Ancaman Keamanan Kode Cepat untuk Transaksi Nontunai
Oleh
Kelvian Hianusa
·3 menit baca
JAKARTA, KOMPAS — Standardisasi kode cepat atau QR code oleh Bank Indonesia harus diikuti juga dengan teknologi keamanan yang mumpuni. Belajar dari China beberapa tahun lalu, penggunaan kode cepat sangat rentan terhadap penipuan.
Kode cepat adalah jenis kode batang dua dimensi. Di dalamnya terdapat banyak informasi yang dapat dibaca dari berbagai macam arah. Penggunaan kode cepat mempercepat dan mempermudah transaksi nontunai.
Ketua Lembaga Riset Keamanan Cyber dan Komunikasi (CISSReC) Pratama D Persadha mengatakan, kode itu tidak bisa dibaca dengan mata telanjang. Ada sistem yang mengekstraksi sehingga proses dilakukan sesuai dengan perintah.
”Gambar pada QR code yang tidak bisa dibaca mata telanjang ini yang membuat celah bahaya. Modifikasi bisa dilakukan pihak ketiga sehingga eksploitasi bisa dilakukan dengan menyematkan malware atau mengarahkan proses pada URL (tautan) yang berbahaya,” kata Pratama saat dihubungi Kamis (30/5/2019) di Jakarta.
Hal itu pernah menjadi masalah di China pada 2014. Saat itu, Pemerintah China menghentikan proses pembayaran dengan kode cepat secara nasional karena maraknya penipuan.
”China memang sudah lama membangun model pembayaran nontunai dengan QR code. Salah satu yang menggawangi adalah Alibaba lewat Alipay dan WeChat Pay milik Tenchent,” ujar Pratama.
Kepopuleran pembayaran kode cepat yang mencapai tingkat warung ini disalahgunakan oknun-oknum dengan memberikan kode palsu. Di China, banyak korban kode cepat palsu yang uangnya tersedot dari kartu kredit ataupun tabungan.
Penyalahgunaan ini yang harus diwaspadai BI. Contohnya, pembayaran kode cepat lewat OVO dan Go-Pay di berbagai merchant. Dalam transaksi itu, harus ada pihak yang memeriksa dan menjamin kode cepat asli dan tidak dimodifikasi.
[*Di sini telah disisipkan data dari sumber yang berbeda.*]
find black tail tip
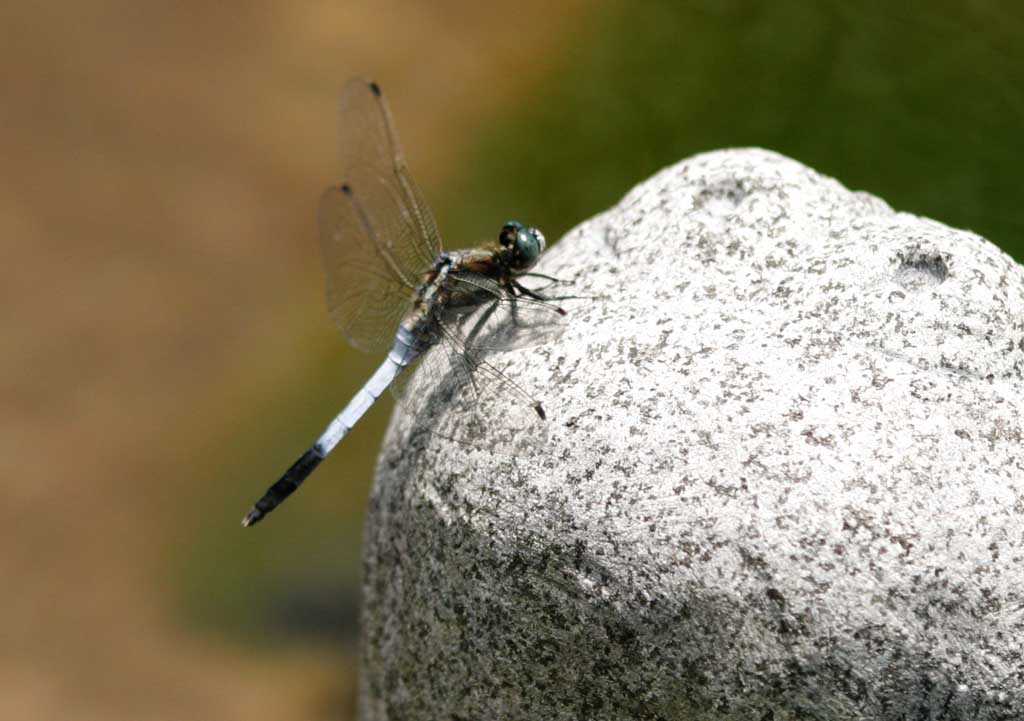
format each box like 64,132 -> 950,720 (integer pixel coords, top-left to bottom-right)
242,506 -> 263,528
”Hal ini harus diwaspadai BI sejak awal. Selain itu, masalah interkompatibilitas yang menjadi pekerjaan rumah besar. Minimal soal keamanan sistem, BI menyediakan media pelaporan pada aplikasi maupun website yang khusus mengawal program integrasi QR code ini,” ucap Pratama.
Pratama menyarankan BI menyempurnakan teknologi enkripsi atau penyandian yang membuat orang tidak bisa memalsukan data kode cepat. Hal itu sudah dilakukan Mediaseek, pengembang kode cepat di Jepang. Aplikasi itu akan memverifikasi berulang kali. Jika proses transaksi diarahkan pada URL yang berbahaya, sistem bisa menolak.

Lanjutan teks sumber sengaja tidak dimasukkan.